4. ENCAMPMENT ON THE SHORE OF THE ONONDAGAS’ LAKE—ARABS—A COURSE IN BOTANY—THE INDIAN AND THE COW

London, April to September 1822

M. VIOLET offered me his credentials for the Onondagas, the last remnant of one of the six Iroquois nations. I first arrived at the lake that bears the Onondagas’ name. There, the Dutchman searched out a suitable spot to set up camp: a river flowed from the lake, and at a bend in this river we pitched our shelter. We hammered two stakes into the ground, six feet apart, and hung a long pole horizontally in the forks of these stakes. Strips of birch bark, one end resting on the ground, the other draped over the transversal pole, formed the slanted roof of our palace. Our saddles had to do for pillows and our cloaks for blankets. We fastened bells to our horses’ necks and turned them loose in the woods near our camp. They did not wander far.

When, fifteen years later, I bivouacked in the desert sands of Saba, a few paces from the Jordan, on the banks of the Dead Sea, our horses, those swift sons of Arabia, appeared to be listening to the tales of the sheik, as if they were partaking in the stories of Antar and the horse in Job.[4]

It was no more than four hours past midday when we finished making camp, and I took up my gun and went wandering in the vicinity. There were few birds. Only a solitary couple flew before me, like those birds that I had followed in my father’s woods. By the male’s color, I recognized the white sparrow, the passer nivalis of the ornithologists. I also heard the osprey, so well characterized by its cry. The flight of this screamer had guided me through the woods to a narrow valley that lay between bare and rocky heights. Halfway up stood a lowly cabin; a rawboned cow grazed in a meager meadow below.

I like small shelters. A chico pajarillo chico nidillo, as the Spanish say: “For a little bird, a little nest.” I sat down on the slope across from the hut, which was planted on the hillside opposite.

After a few minutes, I heard voices in the valley. Three men were driving five or six fat cows. They put them to pasture and drove the skinny cow away with a switch. Then a savage woman came out of the hut and went after the frightened animal, calling to it. The cow ran to her, stretching out its neck and lowing softly. The settlers threatened the Indian woman from a distance until she returned to her cabin. The cow followed behind her.

I stood up, walked down the slope of the hillside, crossed the valley, and climbed the far hill until I came to the hut.

I pronounced the greeting that I had been taught: “Siegoh! I have come.” But the Indian woman, instead of responding to my greeting with the usual reply, “You have come,” said nothing. I stroked the cow. The Indian woman’s gloomy yellow face softened ever so slightly, and I was moved by the mysterious relations of the unfortunate. There is a sweetness in grieving over wrongs over which no one else will grieve.

My hostess looked at me for a long time with lingering doubt before she came toward me and placed her hand on the brow of her companion in misery and solitude.

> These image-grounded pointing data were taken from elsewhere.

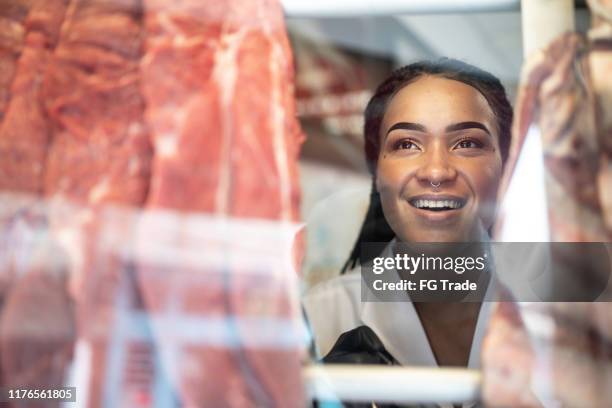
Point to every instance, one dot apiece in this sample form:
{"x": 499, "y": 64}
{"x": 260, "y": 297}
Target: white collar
{"x": 399, "y": 328}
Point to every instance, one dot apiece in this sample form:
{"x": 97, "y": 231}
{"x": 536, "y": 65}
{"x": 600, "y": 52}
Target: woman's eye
{"x": 468, "y": 144}
{"x": 405, "y": 145}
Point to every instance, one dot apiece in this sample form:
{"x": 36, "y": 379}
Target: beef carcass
{"x": 24, "y": 131}
{"x": 100, "y": 150}
{"x": 186, "y": 106}
{"x": 232, "y": 148}
{"x": 12, "y": 14}
{"x": 559, "y": 353}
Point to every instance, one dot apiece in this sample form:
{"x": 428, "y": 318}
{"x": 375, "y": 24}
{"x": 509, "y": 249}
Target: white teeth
{"x": 437, "y": 204}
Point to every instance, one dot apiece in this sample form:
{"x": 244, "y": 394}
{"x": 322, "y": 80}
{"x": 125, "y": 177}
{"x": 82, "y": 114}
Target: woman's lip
{"x": 438, "y": 216}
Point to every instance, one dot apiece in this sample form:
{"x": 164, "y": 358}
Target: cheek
{"x": 486, "y": 182}
{"x": 391, "y": 176}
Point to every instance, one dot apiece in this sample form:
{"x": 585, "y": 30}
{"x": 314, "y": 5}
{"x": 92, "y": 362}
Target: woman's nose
{"x": 436, "y": 167}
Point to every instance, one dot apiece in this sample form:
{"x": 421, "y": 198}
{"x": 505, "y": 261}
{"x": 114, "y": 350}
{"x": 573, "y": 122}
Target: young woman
{"x": 436, "y": 138}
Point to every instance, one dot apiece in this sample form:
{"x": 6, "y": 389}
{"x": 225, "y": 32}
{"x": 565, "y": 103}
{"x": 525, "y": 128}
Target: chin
{"x": 436, "y": 236}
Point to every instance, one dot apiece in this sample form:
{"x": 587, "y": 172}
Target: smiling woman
{"x": 439, "y": 165}
{"x": 436, "y": 139}
{"x": 435, "y": 132}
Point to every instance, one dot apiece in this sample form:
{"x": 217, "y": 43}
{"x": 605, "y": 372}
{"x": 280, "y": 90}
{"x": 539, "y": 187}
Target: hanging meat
{"x": 545, "y": 354}
{"x": 183, "y": 114}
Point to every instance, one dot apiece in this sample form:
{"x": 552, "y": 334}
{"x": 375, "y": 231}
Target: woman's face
{"x": 439, "y": 165}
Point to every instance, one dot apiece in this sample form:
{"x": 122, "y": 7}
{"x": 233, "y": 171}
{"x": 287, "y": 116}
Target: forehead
{"x": 437, "y": 102}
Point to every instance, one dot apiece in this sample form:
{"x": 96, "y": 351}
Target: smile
{"x": 437, "y": 204}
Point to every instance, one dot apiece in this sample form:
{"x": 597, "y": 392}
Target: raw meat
{"x": 24, "y": 131}
{"x": 162, "y": 105}
{"x": 12, "y": 32}
{"x": 564, "y": 95}
{"x": 231, "y": 151}
{"x": 560, "y": 354}
{"x": 100, "y": 150}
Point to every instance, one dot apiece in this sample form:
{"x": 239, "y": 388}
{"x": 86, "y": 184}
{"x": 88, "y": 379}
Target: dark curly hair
{"x": 375, "y": 227}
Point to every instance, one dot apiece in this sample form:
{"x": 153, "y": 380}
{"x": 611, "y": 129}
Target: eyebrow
{"x": 450, "y": 128}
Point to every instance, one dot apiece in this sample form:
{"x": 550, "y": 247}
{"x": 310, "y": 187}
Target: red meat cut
{"x": 173, "y": 109}
{"x": 24, "y": 132}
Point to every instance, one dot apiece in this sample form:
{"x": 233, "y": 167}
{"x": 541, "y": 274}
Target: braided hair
{"x": 375, "y": 227}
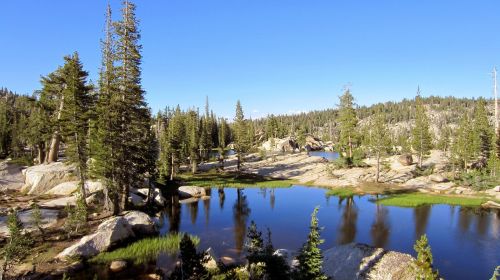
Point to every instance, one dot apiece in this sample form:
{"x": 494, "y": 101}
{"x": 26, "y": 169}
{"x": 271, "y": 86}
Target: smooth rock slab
{"x": 109, "y": 233}
{"x": 43, "y": 177}
{"x": 359, "y": 261}
{"x": 68, "y": 188}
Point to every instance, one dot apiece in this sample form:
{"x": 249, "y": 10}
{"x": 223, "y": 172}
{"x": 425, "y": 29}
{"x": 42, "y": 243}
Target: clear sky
{"x": 276, "y": 56}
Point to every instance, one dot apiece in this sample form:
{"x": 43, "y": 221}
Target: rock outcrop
{"x": 41, "y": 178}
{"x": 359, "y": 261}
{"x": 68, "y": 188}
{"x": 109, "y": 233}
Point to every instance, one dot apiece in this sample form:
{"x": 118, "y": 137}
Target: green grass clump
{"x": 419, "y": 199}
{"x": 145, "y": 250}
{"x": 342, "y": 192}
{"x": 236, "y": 180}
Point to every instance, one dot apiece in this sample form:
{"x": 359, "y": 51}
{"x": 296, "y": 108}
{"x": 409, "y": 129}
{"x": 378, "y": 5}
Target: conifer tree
{"x": 191, "y": 262}
{"x": 75, "y": 116}
{"x": 423, "y": 264}
{"x": 241, "y": 140}
{"x": 310, "y": 258}
{"x": 421, "y": 136}
{"x": 348, "y": 121}
{"x": 130, "y": 142}
{"x": 379, "y": 139}
{"x": 462, "y": 147}
{"x": 483, "y": 131}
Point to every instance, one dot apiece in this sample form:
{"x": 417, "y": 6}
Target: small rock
{"x": 191, "y": 191}
{"x": 437, "y": 178}
{"x": 117, "y": 266}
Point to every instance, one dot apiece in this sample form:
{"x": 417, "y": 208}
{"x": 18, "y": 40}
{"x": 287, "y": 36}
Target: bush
{"x": 422, "y": 266}
{"x": 191, "y": 262}
{"x": 77, "y": 217}
{"x": 262, "y": 262}
{"x": 18, "y": 245}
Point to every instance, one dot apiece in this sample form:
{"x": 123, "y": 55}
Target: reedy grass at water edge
{"x": 420, "y": 199}
{"x": 145, "y": 250}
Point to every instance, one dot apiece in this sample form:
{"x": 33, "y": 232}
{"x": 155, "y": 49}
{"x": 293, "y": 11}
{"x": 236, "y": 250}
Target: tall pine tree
{"x": 421, "y": 136}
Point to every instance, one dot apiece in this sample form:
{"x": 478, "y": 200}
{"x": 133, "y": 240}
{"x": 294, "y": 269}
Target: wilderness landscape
{"x": 97, "y": 181}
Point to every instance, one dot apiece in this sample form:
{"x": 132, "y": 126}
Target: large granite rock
{"x": 68, "y": 188}
{"x": 359, "y": 261}
{"x": 109, "y": 233}
{"x": 140, "y": 222}
{"x": 43, "y": 177}
{"x": 191, "y": 191}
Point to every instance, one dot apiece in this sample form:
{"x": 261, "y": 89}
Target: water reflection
{"x": 193, "y": 211}
{"x": 222, "y": 198}
{"x": 173, "y": 212}
{"x": 241, "y": 212}
{"x": 421, "y": 216}
{"x": 380, "y": 230}
{"x": 347, "y": 232}
{"x": 272, "y": 199}
{"x": 206, "y": 205}
{"x": 381, "y": 226}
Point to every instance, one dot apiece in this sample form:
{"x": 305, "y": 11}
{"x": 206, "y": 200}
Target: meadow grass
{"x": 235, "y": 180}
{"x": 145, "y": 250}
{"x": 342, "y": 192}
{"x": 419, "y": 199}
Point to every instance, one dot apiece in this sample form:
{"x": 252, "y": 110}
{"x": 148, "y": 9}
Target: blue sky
{"x": 276, "y": 56}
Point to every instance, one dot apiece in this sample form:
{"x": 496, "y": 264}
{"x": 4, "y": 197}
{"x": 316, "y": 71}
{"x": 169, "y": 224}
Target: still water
{"x": 465, "y": 242}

Encouraged by this mark of confidence, I said, in English, for I had exhausted my Indian, “She is very thin!”

The Indian replied in halting English, “She eats very little.”

“They chased her away very roughly,” I said.

And the woman replied, “We’re used to it, both of us.”

“Is this meadow then not yours?” I asked.

“This meadow was my husband’s,” she said. “He is dead. I have no children, and the paleskins drive their cattle through my fields.”

I had nothing to offer this child of God. We took our leave of each other. My hostess had said many things to me that I did not understand at all. They were no doubt wishes for my prosperity. If they were not heard in heaven, it was not the fault of the one who prayed but of the infirmity of the one for whom those prayers were offered. Not all souls have an equal aptitude for happiness, just as not all lands bear an equal harvest.

I returned to my ajoupa, where a collation of potatoes and corn awaited me. The evening was breathtaking. The lake, as smooth as an unsilvered looking-glass, had not a single wrinkle. The murmuring river lapped against our peninsula, and the calycanthuses perfumed the air with the scent of apples. Again and again, the whippoorwill sang its song. We heard it, now nearer, now farther, as the bird changed the location of its love calls. No one called for me. Weep, poor William! Weep, poor Will!